I shouldn’t have to say what I am saying. I shouldn’t have to declare what I do. A family in Quinte West Ontario Canada with people named Mary McGraw, Nicole Hill & Melissa Fraiser shouldn’t be practicing Eugenics. Arranging for the molestation and abuse of children to make them able to claim ODSP. Oh so are family is using an abusive neglect culture to screw people up and give them God Complexes! Yay!
This time I am not intending for the use of Conspiracy Theory because it is not one. This is Autism Unfiltered, unchained, and 0 people around me speaking. Why is everyone so depressed? It is the simple psychological issue of being poorly treated and lying to each other for the purposes of manipulation.
So no I won’t be retracting these statements. They stay up. They stay up with the suffering and the pain of the worker. They stay up because I am a Socialist True believer who was given the impossible task of helping their mother. They stay up because I accept my new family culture. They stay up because I am breaking the mold that made me if that is what it is.
If my Mom asks me to choose between Nicole Hill & Mary McGraw or my new Mormon family. I think you know I am choosing the people with the boring moral back story. I think you know why. I want to be a pot-smoking artist with a teacher as a grandma. Not someone in a family without boundaries.

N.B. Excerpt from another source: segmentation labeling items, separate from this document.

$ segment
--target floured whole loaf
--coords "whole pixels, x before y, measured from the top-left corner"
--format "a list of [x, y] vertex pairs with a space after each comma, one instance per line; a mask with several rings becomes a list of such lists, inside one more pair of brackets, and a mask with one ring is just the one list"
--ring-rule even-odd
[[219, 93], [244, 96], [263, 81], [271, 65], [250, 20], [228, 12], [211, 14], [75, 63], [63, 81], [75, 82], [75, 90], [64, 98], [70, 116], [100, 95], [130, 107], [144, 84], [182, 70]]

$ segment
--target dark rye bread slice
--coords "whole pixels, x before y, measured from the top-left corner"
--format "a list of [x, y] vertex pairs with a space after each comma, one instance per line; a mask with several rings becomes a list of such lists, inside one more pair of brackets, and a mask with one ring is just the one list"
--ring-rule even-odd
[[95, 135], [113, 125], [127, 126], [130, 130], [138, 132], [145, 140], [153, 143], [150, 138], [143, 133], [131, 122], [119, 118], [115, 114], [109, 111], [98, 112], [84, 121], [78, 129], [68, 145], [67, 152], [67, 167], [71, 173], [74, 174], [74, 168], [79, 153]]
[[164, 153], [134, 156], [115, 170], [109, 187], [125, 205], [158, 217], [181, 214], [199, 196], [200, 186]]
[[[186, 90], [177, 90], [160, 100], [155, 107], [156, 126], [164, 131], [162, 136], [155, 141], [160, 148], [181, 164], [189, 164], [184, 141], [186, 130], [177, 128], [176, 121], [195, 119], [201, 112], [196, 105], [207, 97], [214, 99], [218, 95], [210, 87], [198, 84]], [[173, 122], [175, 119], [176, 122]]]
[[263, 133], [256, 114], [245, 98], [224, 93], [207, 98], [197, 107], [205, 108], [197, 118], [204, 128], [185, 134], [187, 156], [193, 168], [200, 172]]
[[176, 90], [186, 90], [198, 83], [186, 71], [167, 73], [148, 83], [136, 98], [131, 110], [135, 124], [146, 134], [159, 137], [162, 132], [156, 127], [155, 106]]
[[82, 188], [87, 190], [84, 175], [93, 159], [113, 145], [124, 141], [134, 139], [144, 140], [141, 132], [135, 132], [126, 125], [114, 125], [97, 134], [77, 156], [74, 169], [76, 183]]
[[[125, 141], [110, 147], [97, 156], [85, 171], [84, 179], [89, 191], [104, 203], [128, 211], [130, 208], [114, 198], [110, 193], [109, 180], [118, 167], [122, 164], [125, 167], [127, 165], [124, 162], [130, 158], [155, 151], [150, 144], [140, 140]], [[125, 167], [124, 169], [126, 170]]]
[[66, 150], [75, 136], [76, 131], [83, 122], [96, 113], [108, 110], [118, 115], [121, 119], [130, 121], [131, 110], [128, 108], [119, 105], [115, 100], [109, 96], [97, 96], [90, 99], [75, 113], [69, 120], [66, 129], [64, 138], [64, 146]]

I don’t care if gay pride is in your logo. It isn’t about that. Workers want control back from the client. If they don’t get it. This is a stick up the client’s ass!
You can kiss my fucking ass!
PSYCHOTIC AUTISTIC WHO OWNS EVERYTHING UNDER THE NAME OF SELF WORSHIP!
We are the parents, families and hobbyists! NOT CAREER CALL CENTER EMPLOYEES! THERE IS NO SUCH THING AS HEALTHY CALL CENTER CAREERS…. YET! DOWN WITH THE ESTABLISHMENT! ANGELA BE AFRAID THIS IS WORD OF GOD!